An unquestioning ignorance left Americans at the turn of the century free to assume with certitude the superiority of the "Caucasian race," and, among that race, of Christians; among Christians, of Western civilization; and within that civilization, of the Protestant Teutonic and Anglo-Saxon "races." It was a white, Anglo-Saxon, Protestant God that a majority of Americans acknowledged presiding over the universe in the year T. R. entered the White House. Such conceit—or so we would call it today—permitted those with power to assume that laws were to be applied rigidly for the vicious but could be stretched for the virtuous by the stewards of civic order. It permitted one set of principles to guide policy toward large and powerful nations and another toward smaller or underdeveloped countries; one set for whites, another for nonwhites; one set for the wellborn and well-off, and another for the less well endowed. Such parochial assumptions were in no way novel. They were rather characteristic of the village loyalty and outlook, the clannishness of ethnic and class groupings that has dominated most of human history.

Neither was it a matter of class outlook in Western culture. If Roosevelt could write of his conviction "that English rule in India and Egypt like the rule of the French in Algiers or of Russia in Turkestan means a great advance for humanity," he was only affirming what Karl Marx and Friedrich Engels also had once contended. But whereas Marx and Engels saw European imperialism as serving benevolent historical forces "through the vilest of motives," Roosevelt affected a posture of benign obligation; and whereas Marx and Engels saw Western bourgeois domination as a necessary uplifting stage preceding the ultimate uplift of working-class revolution, Roosevelt committed his life's work to preventing just that eventuality.

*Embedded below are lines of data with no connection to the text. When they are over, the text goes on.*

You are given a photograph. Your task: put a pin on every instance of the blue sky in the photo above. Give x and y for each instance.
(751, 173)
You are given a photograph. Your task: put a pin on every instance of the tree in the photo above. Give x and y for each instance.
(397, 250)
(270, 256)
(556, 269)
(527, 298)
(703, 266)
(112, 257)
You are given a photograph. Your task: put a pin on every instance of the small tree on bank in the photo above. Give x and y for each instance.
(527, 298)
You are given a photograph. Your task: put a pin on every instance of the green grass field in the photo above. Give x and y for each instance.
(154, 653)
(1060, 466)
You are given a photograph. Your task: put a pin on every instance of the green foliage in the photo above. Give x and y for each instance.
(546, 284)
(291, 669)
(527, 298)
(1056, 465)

For Roosevelt, the nation-state was the finest product of social evolution, replacing the tribe and the clan; and it was to the nation that he insisted all class, ethnic, religious, economic, and provincial interests yield their loyalty.

By so insisting, Roosevelt raised a challenge to the prevailing ethos of the times. The country's rapid industrialization since mid-century had sud. denly enriched thousands of Americans who had come from modest and, in some cases, lower-class families. In fact, the wealth of the Rockefellers, Carnegies, Hills, and Harrimans substantially dwarfed the family fortunes enjoyed by the country's older, self-conscious "aristocracy," such patrician families as the Adamses, Schuylers, Peabodys, and Roosevelts. And along with the wealth went power. Theodore Roosevelt grew up in a family and in a social set whose political influence had been displaced by the new men of great wealth, men who were guided by a business, rather than a social, ethic and who lacked a family tradition of public service, a sense of noblesse oblige. These men had "made it" through the squalor of industrial conflict to take command of the levers of government and manipulate them in the hard-bitten style of their own experiences. Above all, these men increasingly exemplified the country's new standard of success, a standard built on the workaday values of industry and finance. The old patrician classes of the country could not compete with the men of new wealth on their own terms. By emphasizing nationalism, patriotism, and the virtues of manly and even martial strenuosity, Roosevelt put forward an alternative standard of success.